También debemos poder paliar una perdida de material personal, conociendo las técnicas y llevando el material necesario para remplazar un descensor, un puño, etc.


Para una exploración larga, prever igualmente carburo y comida suplementaria, además del consumo previsto. En visitas clásicas es útil llevar una bolsa de equipar, algunos anclajes y pequeñas cuerdas suplementarias para complementar el equipamiento, y estar seguro de alcanzar el objetivo.


Evidentemente, adaptar el material no es suficiente. Además hay que ajustar, incluso optimizar el nivel físico de todos los miembros del equipo. Para ello a menudo es suficiente con conocerse y escoger un nivel de espeleología correspondiente a las capacidades de todos, y por lo tanto más bajo.


Para aumentar sus capacidades, el entrenamiento es primordial. Pero también podemos cuidar nuestra condición física antes y durante una salida de envergadura. Primero hay que respetar los ciclos de vida habituales; evitando decalar en el tiempo los horarios de las comidas. También podemos cuidar la alimentación antes y durante la exploración. Podemos retener algunas grandes reglas de la alimentación: cena de la víspera y desayuno abundante; bajo tierra, comer a menudo pero nunca en grandes cantidades, y sobre todo beber muy a menudo; privilegiando los glúcidos lentos y las fibras (pastas, pan), pero llevar también azúcares rápidos (chocolate, pastas de frutos). Hay que repartir los alimentos y el carburo entre tantos petates como equipos habrá bajo tierra; y no ponerlos encima de las cuerdas de instalación...


3. Las aproximaciones o la prospección


Muchos accidentes o incidentes ocurren durante las aproximaciones y sobre todo en el retorno.
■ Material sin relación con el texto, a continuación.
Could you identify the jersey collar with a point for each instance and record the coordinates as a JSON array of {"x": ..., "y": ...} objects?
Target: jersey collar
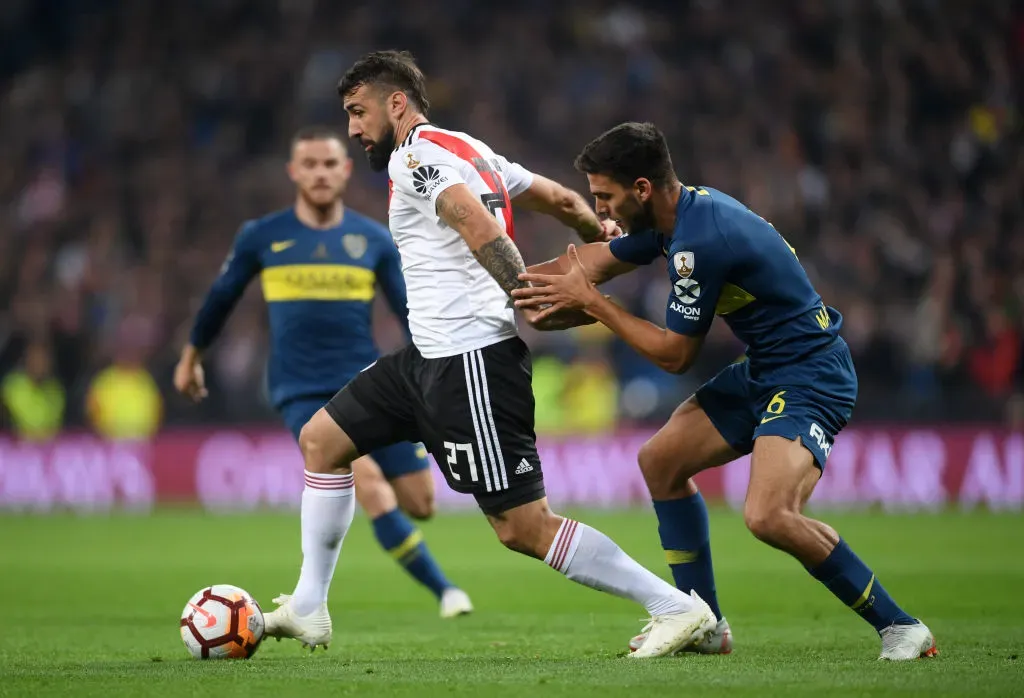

Según practiquemos la espeleología o la prospección en un medio más o menos accidentado, las reglas de seguridad son, por supuesto, diferentes. Pero algunas aproximaciones o prospecciones son autenticas actividades de alpinismo, incluso escalada. En esos casos se trata de conocer las reglas de seguridad que no pueden ser correctamente tratadas aquí, ya que el tema es demasiado extenso.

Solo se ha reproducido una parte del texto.